La rubrique « À vrai dire » s'est donnée pour mission d'organiser le dialogue au sein de la filière. Après Dominique Douard, pour Val'Hor (le Lien horticole n° 780 du 21 décembre 2011) puis Dominique Boutillon, pour la FNPHP (le Lien horticole n° 784-785 du 25 janvier 2012), nous donnons, ce mois-ci, la parole aux entreprises du paysage...
Selon les entrepreneurs du paysage, la filière horticole est-elle unie comme le souhaite Érick Orsenna ?
Sur le terrain, entre les architectes, les producteurs et nous, oui, nous sommes soudés. Les démarches de Val'Hor, comme Cité Verte, nous ont rapprochés. Il y a quelques mois encore, on se comprenait mal. Mais on a appris à se connaître. Chacun y a mis du sien. Nous étions un peu en crise d'adolescence, nous sommes devenus adultes ! Nous sommes soudés et cela devrait durer.
Quels sont les grandes difficultés identifiées chez les concepteurs et les producteurs par les entreprises du paysage ?
Chez les concepteurs, c'est le manque de reconnaissance du métier qui marque le plus. Pour les producteurs, ce sont leurs difficultés à exporter et à faire face à l'internationalisation des échanges et aux importations à bas prix...

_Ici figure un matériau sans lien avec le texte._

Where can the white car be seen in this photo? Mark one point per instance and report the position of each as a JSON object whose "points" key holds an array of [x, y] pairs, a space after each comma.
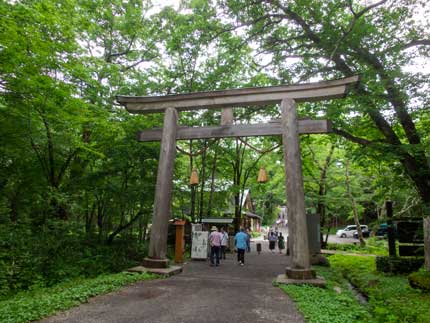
{"points": [[349, 230]]}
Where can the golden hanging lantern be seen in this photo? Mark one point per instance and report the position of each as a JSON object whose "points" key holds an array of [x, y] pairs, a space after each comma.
{"points": [[194, 178], [262, 176]]}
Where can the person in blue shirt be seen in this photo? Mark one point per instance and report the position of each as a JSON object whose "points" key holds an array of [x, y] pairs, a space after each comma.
{"points": [[240, 241]]}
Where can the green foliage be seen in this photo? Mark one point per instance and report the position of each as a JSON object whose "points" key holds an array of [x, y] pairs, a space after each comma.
{"points": [[58, 252], [373, 246], [391, 299], [321, 305], [420, 279], [41, 302], [398, 265]]}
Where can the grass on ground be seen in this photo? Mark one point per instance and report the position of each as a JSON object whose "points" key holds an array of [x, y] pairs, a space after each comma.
{"points": [[42, 302], [390, 298]]}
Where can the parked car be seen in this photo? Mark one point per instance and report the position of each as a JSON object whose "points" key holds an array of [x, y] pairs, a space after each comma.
{"points": [[366, 234], [349, 230]]}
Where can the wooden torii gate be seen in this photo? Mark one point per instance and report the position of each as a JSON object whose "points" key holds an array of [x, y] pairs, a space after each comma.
{"points": [[289, 127]]}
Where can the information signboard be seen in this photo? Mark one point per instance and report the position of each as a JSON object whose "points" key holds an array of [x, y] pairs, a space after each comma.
{"points": [[199, 247]]}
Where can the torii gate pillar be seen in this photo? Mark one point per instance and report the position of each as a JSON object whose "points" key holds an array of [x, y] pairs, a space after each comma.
{"points": [[163, 193], [300, 266]]}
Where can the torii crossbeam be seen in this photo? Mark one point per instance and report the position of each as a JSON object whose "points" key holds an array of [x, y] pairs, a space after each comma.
{"points": [[289, 127]]}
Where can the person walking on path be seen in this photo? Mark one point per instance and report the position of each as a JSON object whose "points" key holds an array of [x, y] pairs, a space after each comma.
{"points": [[281, 242], [248, 242], [272, 241], [240, 241], [215, 242], [224, 242]]}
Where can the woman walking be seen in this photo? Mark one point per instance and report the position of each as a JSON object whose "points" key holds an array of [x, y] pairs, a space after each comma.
{"points": [[281, 242], [272, 241]]}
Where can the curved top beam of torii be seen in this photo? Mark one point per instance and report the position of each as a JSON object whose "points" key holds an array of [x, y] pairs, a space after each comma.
{"points": [[240, 97]]}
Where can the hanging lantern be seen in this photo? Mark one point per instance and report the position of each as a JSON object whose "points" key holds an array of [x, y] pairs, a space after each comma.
{"points": [[194, 178], [262, 176]]}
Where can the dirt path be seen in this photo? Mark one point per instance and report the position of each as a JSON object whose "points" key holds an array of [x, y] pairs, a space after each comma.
{"points": [[228, 293]]}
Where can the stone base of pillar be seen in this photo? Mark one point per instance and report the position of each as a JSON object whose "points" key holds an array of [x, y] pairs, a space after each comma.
{"points": [[284, 280], [301, 274], [155, 263]]}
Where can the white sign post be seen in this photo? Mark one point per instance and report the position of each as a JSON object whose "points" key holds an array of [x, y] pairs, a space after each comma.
{"points": [[199, 249]]}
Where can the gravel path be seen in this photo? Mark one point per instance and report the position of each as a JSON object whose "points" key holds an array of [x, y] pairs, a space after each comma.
{"points": [[228, 293]]}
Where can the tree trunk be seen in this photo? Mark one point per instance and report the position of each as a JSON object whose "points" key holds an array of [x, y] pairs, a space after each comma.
{"points": [[426, 228], [193, 189], [354, 207], [212, 181], [202, 180]]}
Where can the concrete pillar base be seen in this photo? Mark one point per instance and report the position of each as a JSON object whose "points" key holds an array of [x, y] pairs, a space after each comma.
{"points": [[155, 263], [302, 274]]}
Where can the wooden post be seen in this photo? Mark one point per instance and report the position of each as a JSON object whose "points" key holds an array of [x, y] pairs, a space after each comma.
{"points": [[179, 241], [227, 116], [298, 233], [163, 193]]}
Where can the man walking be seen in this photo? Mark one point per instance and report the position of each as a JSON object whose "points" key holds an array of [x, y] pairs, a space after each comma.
{"points": [[215, 242], [224, 242], [240, 241]]}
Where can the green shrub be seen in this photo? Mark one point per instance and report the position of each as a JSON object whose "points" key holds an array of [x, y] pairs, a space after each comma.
{"points": [[321, 305], [373, 246], [398, 265], [58, 251], [41, 302], [420, 279], [391, 299]]}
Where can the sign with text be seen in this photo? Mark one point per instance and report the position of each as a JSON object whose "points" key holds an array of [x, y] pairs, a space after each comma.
{"points": [[199, 247]]}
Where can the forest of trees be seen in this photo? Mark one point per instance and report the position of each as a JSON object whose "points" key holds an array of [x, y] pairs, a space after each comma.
{"points": [[77, 189]]}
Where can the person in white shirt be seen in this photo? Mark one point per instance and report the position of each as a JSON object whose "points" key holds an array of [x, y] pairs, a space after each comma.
{"points": [[215, 242], [224, 242]]}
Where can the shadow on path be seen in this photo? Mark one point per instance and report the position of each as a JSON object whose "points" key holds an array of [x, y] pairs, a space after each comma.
{"points": [[228, 293]]}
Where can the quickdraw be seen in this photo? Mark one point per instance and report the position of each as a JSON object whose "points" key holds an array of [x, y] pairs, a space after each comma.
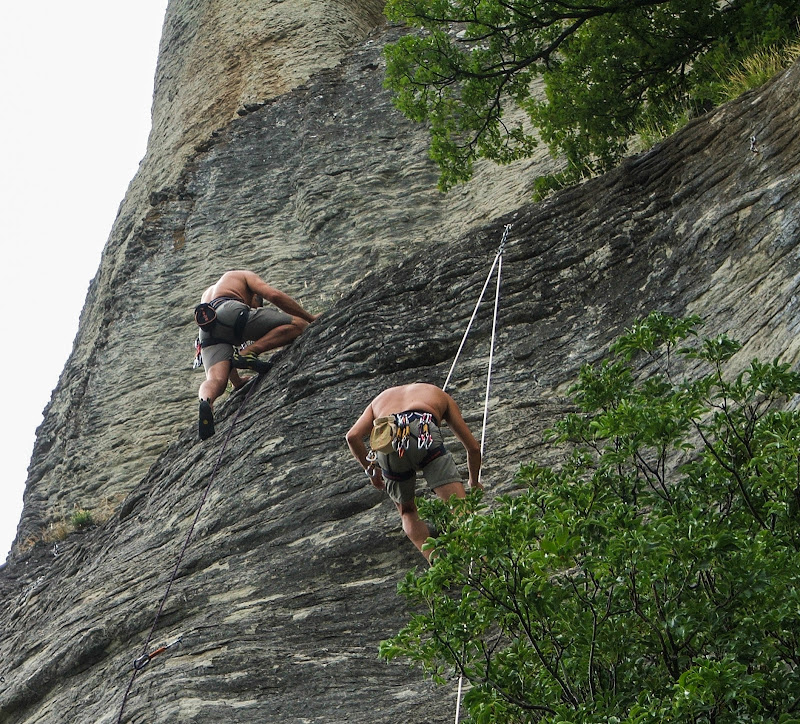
{"points": [[145, 659], [402, 438]]}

Vous représentez le métier de la filière qui s'est sans doute le plus développé au cours de ces dernières années. Le végétal n'en profite pas vraiment, comment l'expliquez-vous ?

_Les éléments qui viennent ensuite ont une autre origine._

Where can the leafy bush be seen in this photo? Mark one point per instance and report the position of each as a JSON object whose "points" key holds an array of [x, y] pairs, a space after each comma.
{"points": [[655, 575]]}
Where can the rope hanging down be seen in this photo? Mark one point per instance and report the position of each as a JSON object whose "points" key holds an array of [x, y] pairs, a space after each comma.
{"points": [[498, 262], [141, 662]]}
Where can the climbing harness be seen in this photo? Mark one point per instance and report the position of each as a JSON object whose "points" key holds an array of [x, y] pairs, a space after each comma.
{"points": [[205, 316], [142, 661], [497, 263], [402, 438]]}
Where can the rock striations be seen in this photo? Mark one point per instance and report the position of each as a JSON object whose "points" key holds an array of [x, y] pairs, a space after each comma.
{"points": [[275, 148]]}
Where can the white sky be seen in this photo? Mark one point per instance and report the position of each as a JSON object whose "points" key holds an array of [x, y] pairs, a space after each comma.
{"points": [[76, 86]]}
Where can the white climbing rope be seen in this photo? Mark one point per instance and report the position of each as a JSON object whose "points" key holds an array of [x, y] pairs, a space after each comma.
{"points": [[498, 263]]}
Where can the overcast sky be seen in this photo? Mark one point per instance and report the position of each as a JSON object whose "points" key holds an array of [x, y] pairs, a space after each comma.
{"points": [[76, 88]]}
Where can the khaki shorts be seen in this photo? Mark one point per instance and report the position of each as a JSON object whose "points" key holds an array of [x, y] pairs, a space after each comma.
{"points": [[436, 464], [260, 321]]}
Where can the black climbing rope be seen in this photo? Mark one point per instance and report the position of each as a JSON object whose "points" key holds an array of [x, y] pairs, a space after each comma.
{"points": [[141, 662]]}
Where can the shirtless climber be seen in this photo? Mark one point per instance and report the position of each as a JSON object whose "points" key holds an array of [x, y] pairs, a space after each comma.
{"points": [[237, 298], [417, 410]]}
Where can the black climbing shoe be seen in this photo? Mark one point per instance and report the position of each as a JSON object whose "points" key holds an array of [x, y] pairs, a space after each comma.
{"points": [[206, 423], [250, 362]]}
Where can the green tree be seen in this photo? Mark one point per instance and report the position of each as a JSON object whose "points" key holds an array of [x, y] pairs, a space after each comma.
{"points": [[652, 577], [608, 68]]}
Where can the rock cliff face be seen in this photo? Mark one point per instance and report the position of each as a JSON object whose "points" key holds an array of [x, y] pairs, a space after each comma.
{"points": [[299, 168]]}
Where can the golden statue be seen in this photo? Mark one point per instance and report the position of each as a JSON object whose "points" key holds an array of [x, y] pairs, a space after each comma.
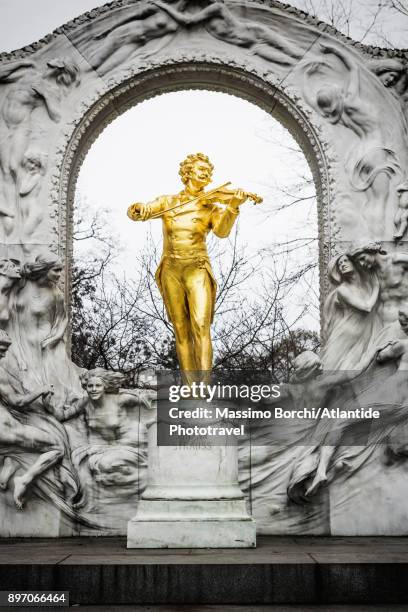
{"points": [[184, 276]]}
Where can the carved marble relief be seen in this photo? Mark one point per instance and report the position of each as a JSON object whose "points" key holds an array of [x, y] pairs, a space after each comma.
{"points": [[73, 443]]}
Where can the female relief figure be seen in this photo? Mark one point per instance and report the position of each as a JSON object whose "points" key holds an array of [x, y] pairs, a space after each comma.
{"points": [[352, 320], [184, 276], [118, 42]]}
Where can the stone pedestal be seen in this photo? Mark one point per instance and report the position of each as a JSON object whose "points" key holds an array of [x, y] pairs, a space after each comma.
{"points": [[192, 499]]}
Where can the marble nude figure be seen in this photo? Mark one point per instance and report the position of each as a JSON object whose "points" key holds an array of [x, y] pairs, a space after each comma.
{"points": [[184, 275]]}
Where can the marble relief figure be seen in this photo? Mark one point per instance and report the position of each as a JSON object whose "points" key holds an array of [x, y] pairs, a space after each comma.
{"points": [[351, 314], [401, 215], [117, 41], [38, 327], [10, 273], [391, 269], [220, 22], [371, 164], [393, 74], [32, 170], [73, 443]]}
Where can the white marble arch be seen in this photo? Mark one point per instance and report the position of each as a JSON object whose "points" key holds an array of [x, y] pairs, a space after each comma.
{"points": [[329, 91]]}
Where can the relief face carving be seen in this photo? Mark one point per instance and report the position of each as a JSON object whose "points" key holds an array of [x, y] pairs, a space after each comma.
{"points": [[370, 163]]}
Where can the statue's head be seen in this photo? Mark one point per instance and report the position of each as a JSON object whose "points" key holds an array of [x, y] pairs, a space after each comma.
{"points": [[330, 100], [307, 366], [196, 168], [5, 342], [340, 266], [97, 382], [64, 71], [46, 266], [403, 319]]}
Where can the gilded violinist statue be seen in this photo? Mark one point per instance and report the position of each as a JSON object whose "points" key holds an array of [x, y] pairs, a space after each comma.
{"points": [[184, 275]]}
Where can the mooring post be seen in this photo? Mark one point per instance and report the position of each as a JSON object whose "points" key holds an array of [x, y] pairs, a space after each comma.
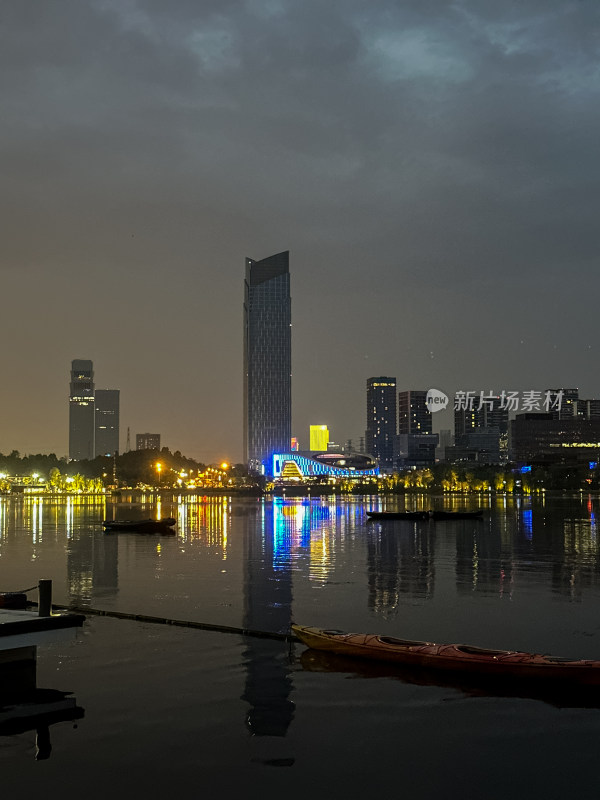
{"points": [[45, 598]]}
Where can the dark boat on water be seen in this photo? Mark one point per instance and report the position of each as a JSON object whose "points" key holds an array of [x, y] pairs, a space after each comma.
{"points": [[425, 515], [164, 525], [397, 515]]}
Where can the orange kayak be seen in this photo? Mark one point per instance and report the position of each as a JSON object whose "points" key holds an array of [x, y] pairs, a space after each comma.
{"points": [[451, 657]]}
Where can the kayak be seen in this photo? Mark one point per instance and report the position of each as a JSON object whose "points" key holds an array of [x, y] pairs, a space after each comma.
{"points": [[461, 658]]}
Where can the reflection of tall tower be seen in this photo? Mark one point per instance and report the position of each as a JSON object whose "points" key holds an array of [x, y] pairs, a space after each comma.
{"points": [[107, 422], [81, 410], [267, 360], [92, 562], [267, 607], [399, 566]]}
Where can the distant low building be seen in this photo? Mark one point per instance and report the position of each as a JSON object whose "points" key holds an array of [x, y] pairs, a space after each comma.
{"points": [[479, 445], [541, 438], [147, 441], [446, 440], [414, 450]]}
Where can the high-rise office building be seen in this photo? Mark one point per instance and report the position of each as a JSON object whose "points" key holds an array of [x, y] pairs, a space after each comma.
{"points": [[267, 360], [107, 422], [319, 438], [413, 414], [415, 444], [81, 410], [147, 441], [381, 420]]}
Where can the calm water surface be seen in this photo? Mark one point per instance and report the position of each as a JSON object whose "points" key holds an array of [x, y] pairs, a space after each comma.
{"points": [[175, 709]]}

Il s'agit avant tout d'un problème d'incompréhension et d'interprétation des chiffres. Dans nos sociétés, les achats de végétaux représentent entre 5 et 10 % de notre chiffre d'affaires. Mais notre activité tourne à 100 % autour du végétal. Dans mon entreprise, par exemple, 60 % du chiffre d'affaires sont réalisés avec l'entretien, et c'est bien d'entretien de végétaux dont il s'agit. C'est pour cela que l'on se bat, comme on l'a encore montré à Paysalia, pour promouvoir la reconnaissance des végétaux.
Trouvez-vous les végétaux que vous cherchez chez les producteurs en général et chez les producteurs français en particulier ?

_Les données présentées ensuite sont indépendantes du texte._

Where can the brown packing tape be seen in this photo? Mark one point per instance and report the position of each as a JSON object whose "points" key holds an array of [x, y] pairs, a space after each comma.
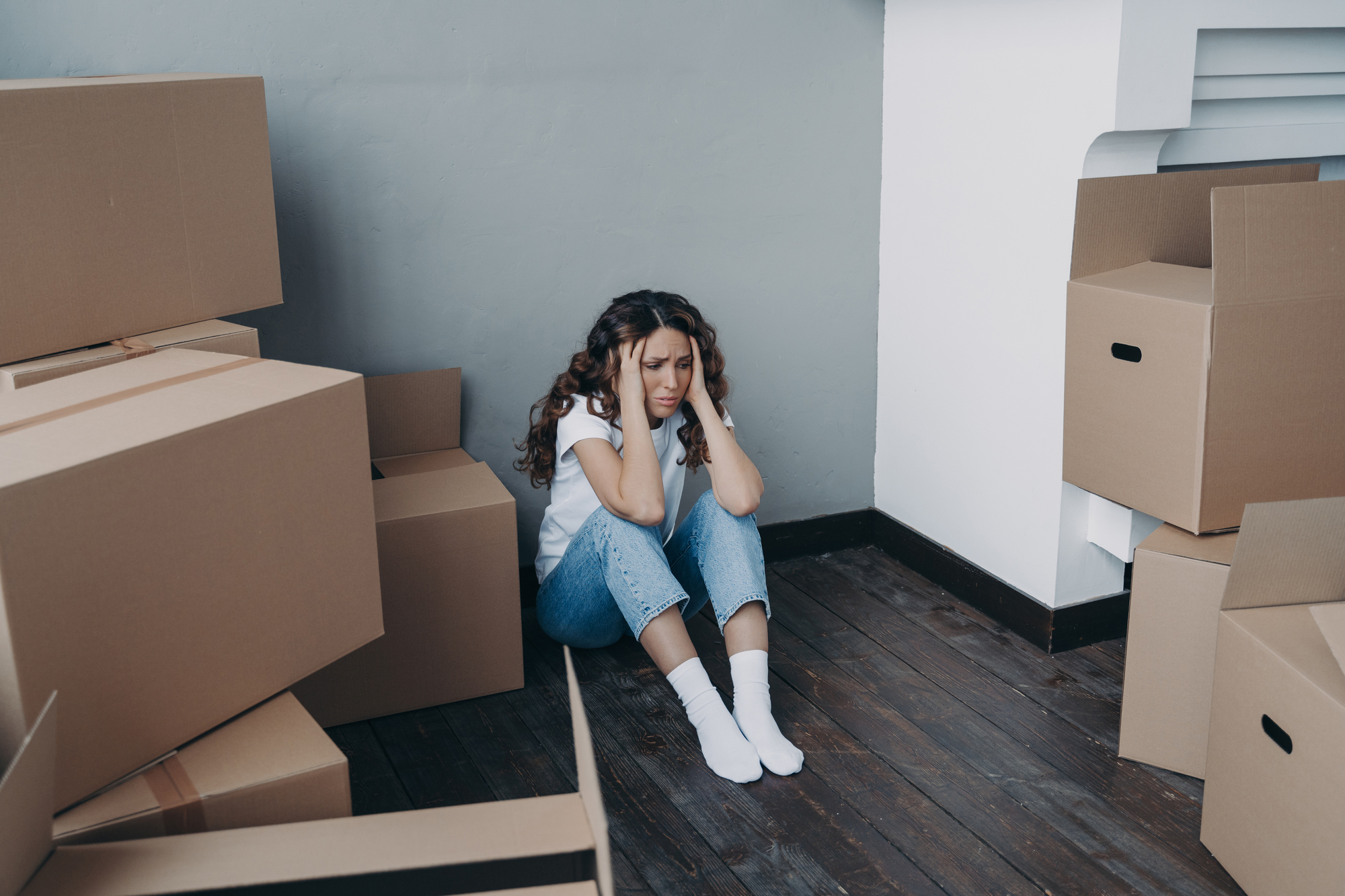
{"points": [[184, 811], [135, 346], [122, 396]]}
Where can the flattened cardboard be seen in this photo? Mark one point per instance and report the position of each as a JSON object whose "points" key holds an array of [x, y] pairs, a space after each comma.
{"points": [[544, 841], [208, 335], [449, 560], [414, 413], [173, 555], [1176, 591], [132, 204], [1234, 399], [1274, 803], [271, 766]]}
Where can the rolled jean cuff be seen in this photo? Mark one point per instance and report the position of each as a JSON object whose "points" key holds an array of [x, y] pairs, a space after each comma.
{"points": [[736, 606], [681, 598]]}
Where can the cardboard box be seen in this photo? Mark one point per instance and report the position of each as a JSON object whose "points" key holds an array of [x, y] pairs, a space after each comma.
{"points": [[449, 561], [271, 766], [208, 335], [1203, 364], [544, 841], [132, 204], [1175, 595], [182, 536], [1274, 810]]}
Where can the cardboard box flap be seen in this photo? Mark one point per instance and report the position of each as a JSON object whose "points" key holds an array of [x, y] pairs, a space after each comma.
{"points": [[440, 491], [1278, 241], [1289, 552], [1331, 620], [26, 797], [415, 412], [1179, 542], [1161, 217]]}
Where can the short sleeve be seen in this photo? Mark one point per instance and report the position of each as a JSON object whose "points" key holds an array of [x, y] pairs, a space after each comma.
{"points": [[579, 424]]}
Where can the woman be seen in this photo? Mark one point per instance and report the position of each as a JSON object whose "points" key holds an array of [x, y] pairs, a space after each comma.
{"points": [[610, 561]]}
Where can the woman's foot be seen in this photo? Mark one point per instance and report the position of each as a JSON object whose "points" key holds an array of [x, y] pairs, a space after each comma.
{"points": [[753, 713], [727, 751]]}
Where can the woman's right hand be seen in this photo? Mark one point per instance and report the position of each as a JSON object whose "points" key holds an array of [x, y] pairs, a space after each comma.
{"points": [[630, 381]]}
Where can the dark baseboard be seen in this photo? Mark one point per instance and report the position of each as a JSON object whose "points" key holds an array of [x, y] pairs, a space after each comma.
{"points": [[1052, 630]]}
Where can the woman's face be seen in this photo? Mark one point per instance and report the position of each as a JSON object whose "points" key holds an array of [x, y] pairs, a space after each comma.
{"points": [[668, 372]]}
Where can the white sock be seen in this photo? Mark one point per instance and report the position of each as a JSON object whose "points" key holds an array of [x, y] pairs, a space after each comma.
{"points": [[727, 752], [753, 712]]}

Oui, on trouve à peu près tout chez les producteurs français. Le seul problème, c'est la relation commerciale et le fait qu'il est souvent difficile d'acheter chez un seul producteur tout ce dont nous avons besoin. Il faut se fournir chez deux ou trois d'entre eux pour un seul chantier, ce qui est toujours compliqué. C'est pourquoi nombre d'entre nous se tournent vers des intermédiaires. Il serait vraiment bien que les producteurs se regroupent, mais ils le savent déjà ! Si nous achetons parfois à l'étranger, c'est plus souvent pour une question de services que de prix... Il faut faire attention aux idées reçues et bien voir que les représentants syndicaux de la profession ne sont pas forcément très représentatifs de ce qui se passe localement. C'est pourquoi j'encourage les professionnels à se mobiliser pour les syndicats professionnels... Mais ça bouge déjà sur le terrain.
Pensez-vous que les projets des concepteurs paysagistes que vous réalisez donnent au végétal la place qu'il mérite ?
Ça commence à changer. Même si les concepteurs sont toujours rémunérés au pourcentage des travaux, ce qui favorise la réalisation de prestations coûteuses, dont ne font pas partie les plantations. Il existe aujourd'hui une génération de concepteurs qui ont vraiment la fibre végétale et qui peuvent proposer des projets dans lesquels les plantes représentent 10 à 20 % du coût des travaux. Comme ils connaissent bien le végétal, ils n'éprouvent pas, de plus, le besoin de planter d'énormes sujets. En proposant des plantes plus petites, ils permettent de planter plus de végétaux à enveloppe égale. On voit ainsi de plus en plus de réalisations dans lesquelles le végétal est vraiment au coeur du projet.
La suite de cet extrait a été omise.